Print

Print


Kostas Georgakopoulos wrote:

> We installed the middleware with yaim and specificaly the 
> lcg-CE-torque and lcg-WN-torque packages on the CE and WN's 
> respectively. However
> on the site configuration file we have :
>
> JOB_MANAGER=lcgpbs
> CE_BATCH_SYS=torque
>
> the equivalent of what you say should be to change the JOB_MANAGER and 
> CE_BATCH_SYS to pbs and reconfigure CE and WN's right?

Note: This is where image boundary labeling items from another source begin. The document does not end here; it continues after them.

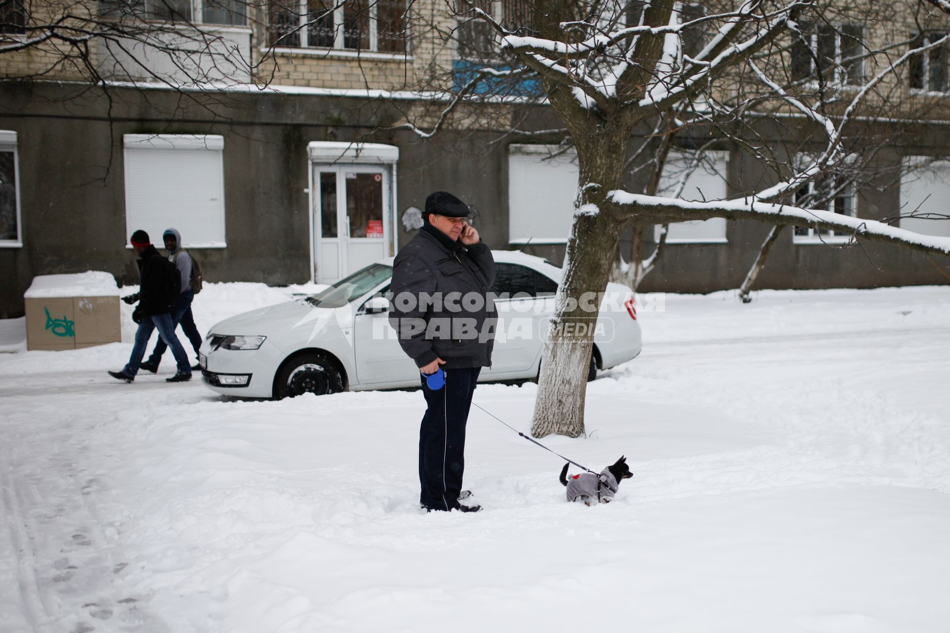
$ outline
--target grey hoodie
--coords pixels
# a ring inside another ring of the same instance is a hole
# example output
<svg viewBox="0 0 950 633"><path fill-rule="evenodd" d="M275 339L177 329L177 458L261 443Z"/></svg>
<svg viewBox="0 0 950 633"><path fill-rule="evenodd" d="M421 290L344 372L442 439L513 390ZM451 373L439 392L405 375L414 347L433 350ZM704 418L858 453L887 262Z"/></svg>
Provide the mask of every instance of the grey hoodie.
<svg viewBox="0 0 950 633"><path fill-rule="evenodd" d="M178 229L165 229L162 233L162 239L166 233L175 233L175 250L168 253L168 261L173 262L181 273L181 291L191 289L191 255L187 251L181 250L181 233Z"/></svg>
<svg viewBox="0 0 950 633"><path fill-rule="evenodd" d="M574 476L567 477L567 500L577 501L579 496L585 495L592 503L597 503L597 484L600 481L600 501L606 502L614 498L617 494L617 479L606 468L600 471L600 475L593 473L581 473Z"/></svg>

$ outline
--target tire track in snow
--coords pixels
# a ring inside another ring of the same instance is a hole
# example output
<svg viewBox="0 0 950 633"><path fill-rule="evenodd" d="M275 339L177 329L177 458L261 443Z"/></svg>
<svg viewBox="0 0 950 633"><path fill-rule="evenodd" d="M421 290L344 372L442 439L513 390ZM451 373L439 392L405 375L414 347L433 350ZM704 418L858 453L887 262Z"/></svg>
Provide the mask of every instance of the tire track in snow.
<svg viewBox="0 0 950 633"><path fill-rule="evenodd" d="M17 448L3 452L0 483L25 617L35 633L167 630L124 580L118 526L99 512L107 488L87 468L89 423L54 408L33 412L53 424L2 420Z"/></svg>

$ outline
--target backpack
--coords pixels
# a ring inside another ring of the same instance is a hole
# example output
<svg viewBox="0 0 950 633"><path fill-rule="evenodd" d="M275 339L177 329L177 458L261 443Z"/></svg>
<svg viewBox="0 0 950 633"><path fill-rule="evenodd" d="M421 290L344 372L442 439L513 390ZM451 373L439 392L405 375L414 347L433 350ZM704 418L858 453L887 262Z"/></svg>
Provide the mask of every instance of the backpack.
<svg viewBox="0 0 950 633"><path fill-rule="evenodd" d="M181 251L179 251L172 255L172 263L176 266L178 265L178 256L180 252L181 252ZM204 280L204 277L201 275L201 267L199 265L198 260L195 259L195 255L189 252L188 256L191 257L191 277L189 278L191 283L191 291L198 294L201 291L201 282ZM180 282L179 282L179 285L180 285Z"/></svg>

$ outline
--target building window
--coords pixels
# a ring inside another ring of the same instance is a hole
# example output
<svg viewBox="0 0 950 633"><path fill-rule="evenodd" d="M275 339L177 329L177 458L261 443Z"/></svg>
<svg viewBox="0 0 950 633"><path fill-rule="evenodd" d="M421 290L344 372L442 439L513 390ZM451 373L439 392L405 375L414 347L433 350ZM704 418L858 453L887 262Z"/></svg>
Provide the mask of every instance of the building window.
<svg viewBox="0 0 950 633"><path fill-rule="evenodd" d="M0 2L0 33L16 35L26 32L27 9L23 0Z"/></svg>
<svg viewBox="0 0 950 633"><path fill-rule="evenodd" d="M270 0L268 13L272 47L408 50L406 0Z"/></svg>
<svg viewBox="0 0 950 633"><path fill-rule="evenodd" d="M577 154L557 145L508 147L508 242L565 244L578 195Z"/></svg>
<svg viewBox="0 0 950 633"><path fill-rule="evenodd" d="M685 152L671 151L663 166L656 195L680 200L708 202L725 200L729 195L726 169L729 152L704 152L698 158ZM656 239L659 241L659 227ZM723 244L726 218L688 220L670 224L668 244Z"/></svg>
<svg viewBox="0 0 950 633"><path fill-rule="evenodd" d="M16 132L0 130L0 247L23 246Z"/></svg>
<svg viewBox="0 0 950 633"><path fill-rule="evenodd" d="M864 29L853 24L802 23L801 37L791 47L791 79L821 79L837 85L858 85L864 81Z"/></svg>
<svg viewBox="0 0 950 633"><path fill-rule="evenodd" d="M104 17L134 16L162 22L200 22L229 27L247 26L246 0L99 0Z"/></svg>
<svg viewBox="0 0 950 633"><path fill-rule="evenodd" d="M901 228L950 237L950 160L908 157L901 175Z"/></svg>
<svg viewBox="0 0 950 633"><path fill-rule="evenodd" d="M795 205L803 209L833 211L842 215L856 215L854 183L844 177L829 174L811 180L795 193ZM820 206L819 206L820 205ZM796 242L828 242L847 239L850 233L842 233L826 229L816 229L814 225L795 227Z"/></svg>
<svg viewBox="0 0 950 633"><path fill-rule="evenodd" d="M925 47L946 37L946 33L918 35L911 48ZM910 87L927 92L947 91L947 45L918 53L910 58Z"/></svg>
<svg viewBox="0 0 950 633"><path fill-rule="evenodd" d="M143 229L161 243L165 229L182 246L222 248L224 137L126 134L125 236Z"/></svg>
<svg viewBox="0 0 950 633"><path fill-rule="evenodd" d="M201 22L246 27L247 3L244 0L202 0Z"/></svg>

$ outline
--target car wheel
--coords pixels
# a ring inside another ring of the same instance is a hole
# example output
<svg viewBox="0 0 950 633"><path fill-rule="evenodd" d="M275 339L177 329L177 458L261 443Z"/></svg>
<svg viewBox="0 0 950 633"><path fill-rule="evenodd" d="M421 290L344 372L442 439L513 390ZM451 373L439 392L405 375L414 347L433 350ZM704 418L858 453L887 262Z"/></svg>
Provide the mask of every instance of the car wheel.
<svg viewBox="0 0 950 633"><path fill-rule="evenodd" d="M343 372L329 354L306 352L284 362L274 379L277 400L303 394L335 394L344 390Z"/></svg>
<svg viewBox="0 0 950 633"><path fill-rule="evenodd" d="M535 377L533 379L531 379L532 382L537 382L538 379L541 378L541 363L543 363L543 359L542 361L538 362L538 373L535 374ZM587 366L587 382L590 382L591 381L593 381L596 378L597 378L597 355L592 351L591 352L591 363Z"/></svg>
<svg viewBox="0 0 950 633"><path fill-rule="evenodd" d="M591 363L587 366L587 382L590 382L595 378L597 378L597 356L594 354L594 350L591 350Z"/></svg>

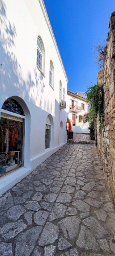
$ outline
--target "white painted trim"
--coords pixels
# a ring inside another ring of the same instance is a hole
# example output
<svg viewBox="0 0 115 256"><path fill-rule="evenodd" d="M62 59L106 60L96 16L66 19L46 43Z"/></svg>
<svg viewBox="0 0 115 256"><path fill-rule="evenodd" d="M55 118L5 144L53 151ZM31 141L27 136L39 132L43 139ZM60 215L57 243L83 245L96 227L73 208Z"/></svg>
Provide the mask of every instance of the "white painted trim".
<svg viewBox="0 0 115 256"><path fill-rule="evenodd" d="M41 71L41 68L39 68L39 66L36 66L37 68L38 68L38 69L39 70L39 71L41 73L41 74L42 75L42 76L45 77L45 75L44 74L44 73L42 72L42 71Z"/></svg>
<svg viewBox="0 0 115 256"><path fill-rule="evenodd" d="M14 115L15 117L20 117L23 119L25 119L25 115L19 115L19 114L16 114L16 113L11 112L10 111L5 110L4 109L1 109L1 113L5 113L5 114L8 114L9 115Z"/></svg>

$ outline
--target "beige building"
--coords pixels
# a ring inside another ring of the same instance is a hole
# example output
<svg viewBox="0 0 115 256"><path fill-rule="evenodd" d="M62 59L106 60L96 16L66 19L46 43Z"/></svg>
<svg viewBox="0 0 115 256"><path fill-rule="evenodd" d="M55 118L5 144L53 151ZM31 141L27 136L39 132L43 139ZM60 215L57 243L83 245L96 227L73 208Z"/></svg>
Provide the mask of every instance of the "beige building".
<svg viewBox="0 0 115 256"><path fill-rule="evenodd" d="M84 123L81 116L88 113L88 104L79 93L73 93L67 90L67 116L70 119L74 133L82 133L89 131L89 123ZM84 93L80 93L84 95Z"/></svg>

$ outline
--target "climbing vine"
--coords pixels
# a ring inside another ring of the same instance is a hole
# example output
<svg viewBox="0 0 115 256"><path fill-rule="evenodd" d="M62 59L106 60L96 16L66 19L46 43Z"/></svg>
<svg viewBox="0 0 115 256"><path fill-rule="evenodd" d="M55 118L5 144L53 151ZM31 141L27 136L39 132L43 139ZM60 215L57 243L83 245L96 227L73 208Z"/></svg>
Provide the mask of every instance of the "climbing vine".
<svg viewBox="0 0 115 256"><path fill-rule="evenodd" d="M95 123L99 122L99 131L101 132L103 128L103 116L104 113L104 89L103 85L95 84L87 87L86 92L87 102L90 104L89 116L91 119L95 119ZM98 118L98 119L97 119Z"/></svg>

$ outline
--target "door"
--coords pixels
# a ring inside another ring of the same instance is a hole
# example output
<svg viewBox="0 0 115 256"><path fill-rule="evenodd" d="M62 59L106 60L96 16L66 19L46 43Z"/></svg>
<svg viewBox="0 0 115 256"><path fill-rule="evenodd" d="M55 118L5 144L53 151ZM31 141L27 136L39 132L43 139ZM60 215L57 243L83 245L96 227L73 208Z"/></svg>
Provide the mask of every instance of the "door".
<svg viewBox="0 0 115 256"><path fill-rule="evenodd" d="M73 114L72 116L72 125L75 125L75 115Z"/></svg>

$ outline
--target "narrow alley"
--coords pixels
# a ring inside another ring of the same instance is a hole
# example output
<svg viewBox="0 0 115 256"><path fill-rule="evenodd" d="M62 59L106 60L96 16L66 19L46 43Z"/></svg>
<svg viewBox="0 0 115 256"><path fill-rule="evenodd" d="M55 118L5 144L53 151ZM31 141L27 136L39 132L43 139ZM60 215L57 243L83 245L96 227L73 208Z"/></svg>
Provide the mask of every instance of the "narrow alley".
<svg viewBox="0 0 115 256"><path fill-rule="evenodd" d="M66 144L0 205L1 256L114 255L115 209L93 144Z"/></svg>

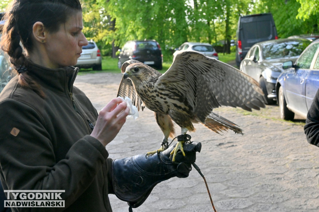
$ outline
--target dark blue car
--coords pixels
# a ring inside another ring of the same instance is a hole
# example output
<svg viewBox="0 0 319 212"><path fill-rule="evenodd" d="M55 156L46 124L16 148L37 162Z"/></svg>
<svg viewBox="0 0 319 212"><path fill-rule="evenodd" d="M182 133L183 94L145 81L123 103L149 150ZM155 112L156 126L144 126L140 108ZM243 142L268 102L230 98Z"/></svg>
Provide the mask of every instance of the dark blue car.
<svg viewBox="0 0 319 212"><path fill-rule="evenodd" d="M285 69L276 83L280 117L292 120L295 114L306 119L319 88L319 40L310 44L294 64L283 64Z"/></svg>

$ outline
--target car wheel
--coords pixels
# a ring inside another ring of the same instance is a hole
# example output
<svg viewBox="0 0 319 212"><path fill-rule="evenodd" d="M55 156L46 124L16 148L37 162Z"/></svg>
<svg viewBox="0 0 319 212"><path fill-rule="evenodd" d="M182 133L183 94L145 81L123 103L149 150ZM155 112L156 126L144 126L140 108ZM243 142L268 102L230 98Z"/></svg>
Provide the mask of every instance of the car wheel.
<svg viewBox="0 0 319 212"><path fill-rule="evenodd" d="M267 91L267 88L266 87L266 80L263 77L260 77L259 80L259 85L261 88L263 94L265 95L265 98L266 99L266 104L273 104L276 103L276 101L273 99L270 99L267 96L268 95L268 92Z"/></svg>
<svg viewBox="0 0 319 212"><path fill-rule="evenodd" d="M287 107L287 102L286 102L286 99L285 98L284 91L281 86L279 87L279 93L278 99L279 102L278 103L280 111L280 117L285 120L293 120L295 116L294 113L289 110Z"/></svg>

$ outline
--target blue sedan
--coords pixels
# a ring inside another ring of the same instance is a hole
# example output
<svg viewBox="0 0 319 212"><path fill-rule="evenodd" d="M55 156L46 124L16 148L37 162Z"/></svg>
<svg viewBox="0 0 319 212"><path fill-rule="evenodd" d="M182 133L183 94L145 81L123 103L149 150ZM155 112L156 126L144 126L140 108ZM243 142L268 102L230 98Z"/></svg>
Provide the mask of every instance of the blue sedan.
<svg viewBox="0 0 319 212"><path fill-rule="evenodd" d="M280 117L292 120L296 113L306 119L319 88L319 41L309 45L294 64L287 61L282 66L285 71L276 87Z"/></svg>

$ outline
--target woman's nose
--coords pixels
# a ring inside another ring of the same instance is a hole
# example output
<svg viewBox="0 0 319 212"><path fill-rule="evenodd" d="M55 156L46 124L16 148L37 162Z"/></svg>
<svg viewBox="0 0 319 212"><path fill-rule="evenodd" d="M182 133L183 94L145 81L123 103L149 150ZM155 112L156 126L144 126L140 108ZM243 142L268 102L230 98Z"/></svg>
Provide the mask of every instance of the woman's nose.
<svg viewBox="0 0 319 212"><path fill-rule="evenodd" d="M86 38L85 37L85 36L84 35L83 33L82 33L82 37L81 38L80 40L79 41L79 46L87 46L88 44L89 44L88 42L87 41L87 40L86 39Z"/></svg>

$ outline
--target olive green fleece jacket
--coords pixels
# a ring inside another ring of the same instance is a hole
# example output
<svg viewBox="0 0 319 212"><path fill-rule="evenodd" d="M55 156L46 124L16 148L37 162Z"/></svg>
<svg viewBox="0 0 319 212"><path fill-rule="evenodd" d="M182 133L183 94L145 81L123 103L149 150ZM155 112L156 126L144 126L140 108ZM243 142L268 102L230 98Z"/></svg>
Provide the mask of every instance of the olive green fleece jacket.
<svg viewBox="0 0 319 212"><path fill-rule="evenodd" d="M4 190L65 190L65 208L14 211L111 211L112 160L90 136L98 113L73 86L78 69L30 65L45 95L21 88L18 77L0 93L0 179ZM109 175L109 176L110 176ZM11 197L11 199L13 199Z"/></svg>

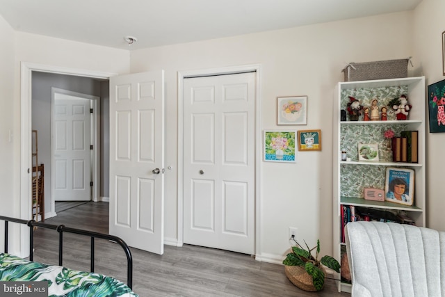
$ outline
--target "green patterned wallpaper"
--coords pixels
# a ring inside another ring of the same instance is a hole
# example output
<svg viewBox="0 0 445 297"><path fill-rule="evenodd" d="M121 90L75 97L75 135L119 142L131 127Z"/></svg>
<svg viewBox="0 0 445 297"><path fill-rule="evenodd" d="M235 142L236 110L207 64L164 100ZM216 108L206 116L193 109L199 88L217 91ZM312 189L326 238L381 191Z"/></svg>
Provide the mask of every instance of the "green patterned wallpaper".
<svg viewBox="0 0 445 297"><path fill-rule="evenodd" d="M346 109L349 102L348 96L352 96L365 107L370 106L372 99L377 98L378 106L381 108L386 106L390 100L398 98L403 94L407 94L407 86L344 90L341 93L341 109ZM396 118L394 111L390 109L388 109L387 118L388 120L394 120ZM378 125L344 125L344 122L343 123L343 125L341 125L340 131L341 147L346 151L347 156L350 158L351 161L358 161L359 143L378 144L380 161L392 161L392 152L387 150L387 142L383 134L391 128L396 136L399 136L400 131L407 129L406 124L383 124L382 122ZM340 195L363 198L364 188L383 189L385 174L385 166L342 164L340 166Z"/></svg>

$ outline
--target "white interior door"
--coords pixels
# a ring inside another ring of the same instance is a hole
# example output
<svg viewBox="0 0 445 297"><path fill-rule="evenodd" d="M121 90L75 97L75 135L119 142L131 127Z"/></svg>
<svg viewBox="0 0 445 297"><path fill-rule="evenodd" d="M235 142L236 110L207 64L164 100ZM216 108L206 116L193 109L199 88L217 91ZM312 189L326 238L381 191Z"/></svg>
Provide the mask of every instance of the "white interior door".
<svg viewBox="0 0 445 297"><path fill-rule="evenodd" d="M54 93L52 188L56 201L91 199L91 100Z"/></svg>
<svg viewBox="0 0 445 297"><path fill-rule="evenodd" d="M163 71L110 79L109 232L163 253Z"/></svg>
<svg viewBox="0 0 445 297"><path fill-rule="evenodd" d="M184 80L184 242L254 252L255 74Z"/></svg>

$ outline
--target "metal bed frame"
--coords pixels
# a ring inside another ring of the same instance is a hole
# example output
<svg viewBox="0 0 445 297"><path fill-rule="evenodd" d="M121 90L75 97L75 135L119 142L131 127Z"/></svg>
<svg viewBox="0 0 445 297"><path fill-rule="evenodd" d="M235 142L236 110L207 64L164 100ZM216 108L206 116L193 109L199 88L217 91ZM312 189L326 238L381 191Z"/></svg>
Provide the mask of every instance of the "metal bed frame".
<svg viewBox="0 0 445 297"><path fill-rule="evenodd" d="M8 252L8 223L18 223L26 225L29 227L29 260L33 261L34 256L34 227L40 227L42 228L52 229L59 233L58 239L58 265L63 266L63 232L73 233L79 235L90 236L91 239L91 268L90 272L95 272L95 238L106 239L116 242L120 245L127 256L127 284L130 289L133 285L133 257L131 252L125 241L118 236L106 234L103 233L94 232L92 231L82 230L80 229L70 228L64 225L51 225L45 223L37 222L34 220L22 220L19 218L10 218L0 216L0 220L5 221L5 252Z"/></svg>

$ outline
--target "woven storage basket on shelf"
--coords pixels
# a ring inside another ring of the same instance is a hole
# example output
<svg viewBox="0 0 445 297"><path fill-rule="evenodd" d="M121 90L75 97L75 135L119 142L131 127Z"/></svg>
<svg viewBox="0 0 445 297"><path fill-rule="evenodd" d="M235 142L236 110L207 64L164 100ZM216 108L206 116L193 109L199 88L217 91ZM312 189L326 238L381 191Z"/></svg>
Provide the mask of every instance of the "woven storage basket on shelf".
<svg viewBox="0 0 445 297"><path fill-rule="evenodd" d="M371 81L373 79L407 77L409 58L379 61L375 62L350 63L345 67L345 81Z"/></svg>
<svg viewBox="0 0 445 297"><path fill-rule="evenodd" d="M325 273L325 275L326 275L326 271L324 267L323 268L323 272ZM302 290L310 292L318 291L314 287L314 284L312 284L312 277L307 274L304 266L285 265L284 273L293 284ZM323 288L321 289L323 289Z"/></svg>

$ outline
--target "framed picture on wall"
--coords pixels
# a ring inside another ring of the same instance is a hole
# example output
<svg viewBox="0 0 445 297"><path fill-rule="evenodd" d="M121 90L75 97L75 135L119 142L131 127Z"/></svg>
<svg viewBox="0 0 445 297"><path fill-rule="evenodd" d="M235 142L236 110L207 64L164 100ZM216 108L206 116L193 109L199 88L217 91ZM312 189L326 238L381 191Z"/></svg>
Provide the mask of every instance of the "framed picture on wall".
<svg viewBox="0 0 445 297"><path fill-rule="evenodd" d="M277 125L306 125L307 96L277 98Z"/></svg>
<svg viewBox="0 0 445 297"><path fill-rule="evenodd" d="M295 163L296 131L265 131L264 161Z"/></svg>
<svg viewBox="0 0 445 297"><path fill-rule="evenodd" d="M445 31L442 32L442 69L445 75Z"/></svg>
<svg viewBox="0 0 445 297"><path fill-rule="evenodd" d="M321 150L321 130L298 131L298 150Z"/></svg>
<svg viewBox="0 0 445 297"><path fill-rule="evenodd" d="M445 79L428 86L430 133L445 132Z"/></svg>

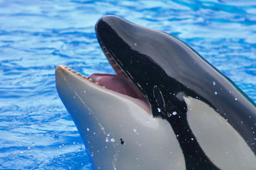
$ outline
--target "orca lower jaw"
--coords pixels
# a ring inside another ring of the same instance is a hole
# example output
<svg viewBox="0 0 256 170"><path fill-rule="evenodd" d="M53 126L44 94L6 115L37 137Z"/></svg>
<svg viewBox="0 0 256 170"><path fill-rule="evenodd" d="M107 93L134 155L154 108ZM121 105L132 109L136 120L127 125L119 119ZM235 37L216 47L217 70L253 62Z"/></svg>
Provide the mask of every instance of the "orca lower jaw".
<svg viewBox="0 0 256 170"><path fill-rule="evenodd" d="M124 74L118 74L120 73L117 74L93 73L86 78L84 75L67 66L60 65L57 67L57 69L60 67L67 71L74 76L83 78L84 83L94 84L99 88L104 88L105 90L110 90L113 93L117 92L124 97L131 98L133 101L138 100L140 101L138 103L139 105L141 105L141 106L149 113L152 112L149 103L143 93Z"/></svg>

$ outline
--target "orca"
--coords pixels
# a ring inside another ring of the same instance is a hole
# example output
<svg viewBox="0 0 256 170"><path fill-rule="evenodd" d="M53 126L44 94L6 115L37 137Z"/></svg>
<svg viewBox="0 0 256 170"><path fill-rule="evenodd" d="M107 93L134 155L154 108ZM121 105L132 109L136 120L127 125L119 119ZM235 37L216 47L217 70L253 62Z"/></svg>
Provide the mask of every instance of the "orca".
<svg viewBox="0 0 256 170"><path fill-rule="evenodd" d="M97 169L255 169L256 105L188 45L106 15L97 39L116 75L56 69Z"/></svg>

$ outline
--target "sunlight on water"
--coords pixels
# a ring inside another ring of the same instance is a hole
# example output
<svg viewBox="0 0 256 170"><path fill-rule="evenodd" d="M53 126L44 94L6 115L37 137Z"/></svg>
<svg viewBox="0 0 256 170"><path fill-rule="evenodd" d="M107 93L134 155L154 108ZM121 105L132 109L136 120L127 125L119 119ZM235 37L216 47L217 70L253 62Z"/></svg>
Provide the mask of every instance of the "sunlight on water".
<svg viewBox="0 0 256 170"><path fill-rule="evenodd" d="M178 37L256 101L256 1L236 1L0 0L0 168L92 169L54 69L113 73L94 32L104 15Z"/></svg>

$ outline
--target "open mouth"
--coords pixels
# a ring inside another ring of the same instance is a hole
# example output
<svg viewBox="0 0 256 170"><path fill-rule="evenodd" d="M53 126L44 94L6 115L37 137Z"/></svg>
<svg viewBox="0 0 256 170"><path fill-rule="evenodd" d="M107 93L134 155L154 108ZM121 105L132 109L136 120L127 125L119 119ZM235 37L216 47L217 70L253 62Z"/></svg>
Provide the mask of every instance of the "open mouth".
<svg viewBox="0 0 256 170"><path fill-rule="evenodd" d="M148 108L147 110L150 110L150 106L143 94L134 83L126 76L113 58L108 55L106 55L110 64L116 73L116 74L93 73L86 78L84 75L81 74L67 66L63 66L62 67L77 76L82 77L85 81L94 83L95 85L101 86L106 89L106 90L111 90L125 96L129 96L135 99L140 100L140 103L142 102L144 103L143 105Z"/></svg>

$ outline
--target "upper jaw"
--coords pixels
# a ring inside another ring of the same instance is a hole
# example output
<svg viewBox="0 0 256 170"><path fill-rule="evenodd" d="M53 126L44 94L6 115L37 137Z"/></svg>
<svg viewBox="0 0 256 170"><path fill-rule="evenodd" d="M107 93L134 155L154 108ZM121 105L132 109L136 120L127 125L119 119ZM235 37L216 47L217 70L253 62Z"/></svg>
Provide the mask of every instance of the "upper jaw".
<svg viewBox="0 0 256 170"><path fill-rule="evenodd" d="M175 146L179 143L166 121L154 118L141 100L106 89L69 69L57 67L57 90L96 168L167 169L172 160L174 168L184 169L182 152ZM162 146L166 146L164 150ZM138 167L135 158L147 164Z"/></svg>

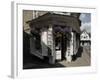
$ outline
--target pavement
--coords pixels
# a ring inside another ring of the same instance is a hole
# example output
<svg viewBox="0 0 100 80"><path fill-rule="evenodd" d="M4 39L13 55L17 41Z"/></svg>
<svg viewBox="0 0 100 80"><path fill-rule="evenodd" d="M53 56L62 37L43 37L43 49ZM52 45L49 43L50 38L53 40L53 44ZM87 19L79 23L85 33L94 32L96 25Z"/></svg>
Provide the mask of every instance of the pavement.
<svg viewBox="0 0 100 80"><path fill-rule="evenodd" d="M80 67L80 66L90 66L91 56L90 48L83 47L83 52L80 57L77 57L71 63L66 60L57 61L55 64L49 64L48 59L39 59L38 57L27 54L23 57L23 69L40 69L40 68L57 68L57 67Z"/></svg>

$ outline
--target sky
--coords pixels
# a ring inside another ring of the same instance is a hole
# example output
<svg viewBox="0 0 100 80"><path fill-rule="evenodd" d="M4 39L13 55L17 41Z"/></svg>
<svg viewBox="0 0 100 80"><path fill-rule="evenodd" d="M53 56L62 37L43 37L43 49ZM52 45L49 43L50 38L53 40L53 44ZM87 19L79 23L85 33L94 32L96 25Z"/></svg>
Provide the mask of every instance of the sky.
<svg viewBox="0 0 100 80"><path fill-rule="evenodd" d="M91 13L81 13L81 31L86 30L87 32L91 32Z"/></svg>

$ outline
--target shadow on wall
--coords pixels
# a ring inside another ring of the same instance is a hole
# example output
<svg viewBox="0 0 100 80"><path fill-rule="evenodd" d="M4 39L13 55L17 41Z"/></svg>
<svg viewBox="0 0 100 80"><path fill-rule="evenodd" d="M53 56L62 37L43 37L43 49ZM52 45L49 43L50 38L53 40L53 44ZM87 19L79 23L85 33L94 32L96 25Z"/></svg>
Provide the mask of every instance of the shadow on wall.
<svg viewBox="0 0 100 80"><path fill-rule="evenodd" d="M72 61L75 61L78 57L82 57L83 47L80 46L76 55L72 56Z"/></svg>

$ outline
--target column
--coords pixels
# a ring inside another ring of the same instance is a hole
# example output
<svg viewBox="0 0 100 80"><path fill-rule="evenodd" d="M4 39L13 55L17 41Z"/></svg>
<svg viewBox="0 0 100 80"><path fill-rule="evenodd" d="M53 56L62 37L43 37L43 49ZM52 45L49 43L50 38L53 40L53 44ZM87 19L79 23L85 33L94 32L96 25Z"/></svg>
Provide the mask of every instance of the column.
<svg viewBox="0 0 100 80"><path fill-rule="evenodd" d="M54 41L53 41L53 28L52 25L49 25L48 32L47 32L47 44L49 48L49 63L54 64L55 63L55 58L56 58L56 53L54 49Z"/></svg>

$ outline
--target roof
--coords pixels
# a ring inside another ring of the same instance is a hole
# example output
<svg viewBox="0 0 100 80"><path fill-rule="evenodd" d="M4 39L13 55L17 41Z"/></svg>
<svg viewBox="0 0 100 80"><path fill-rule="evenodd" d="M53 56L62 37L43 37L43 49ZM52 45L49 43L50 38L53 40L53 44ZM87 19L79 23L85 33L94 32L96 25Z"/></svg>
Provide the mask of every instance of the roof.
<svg viewBox="0 0 100 80"><path fill-rule="evenodd" d="M73 16L55 13L46 13L36 19L28 21L30 27L45 27L48 25L62 25L72 27L76 32L80 32L81 21Z"/></svg>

No, is to change only CE_BATCH_SYS to pbs and reconfigure the CE only.
Doing this way, the INFN solution described at 
http://grid-it.cnaf.infn.it/index.php?mpihowto&type=1 works also with 
non-shared home directories,
once in all WNs and CE:

1. The file /etc/ssh/sshd_config must contain at least the following lines:

HostbasedAuthentication yes
IgnoreUserKnownHosts yes
IgnoreRhosts yes

2. The file /etc/ssh/ssh_config must contain in the section Host* the foollowing line:

HostbasedAuthentication yes

3. The file /etc/ssh_known_hosts2 must contain the public key of all the WN and the
     CE in the site and must be replicated on every computer.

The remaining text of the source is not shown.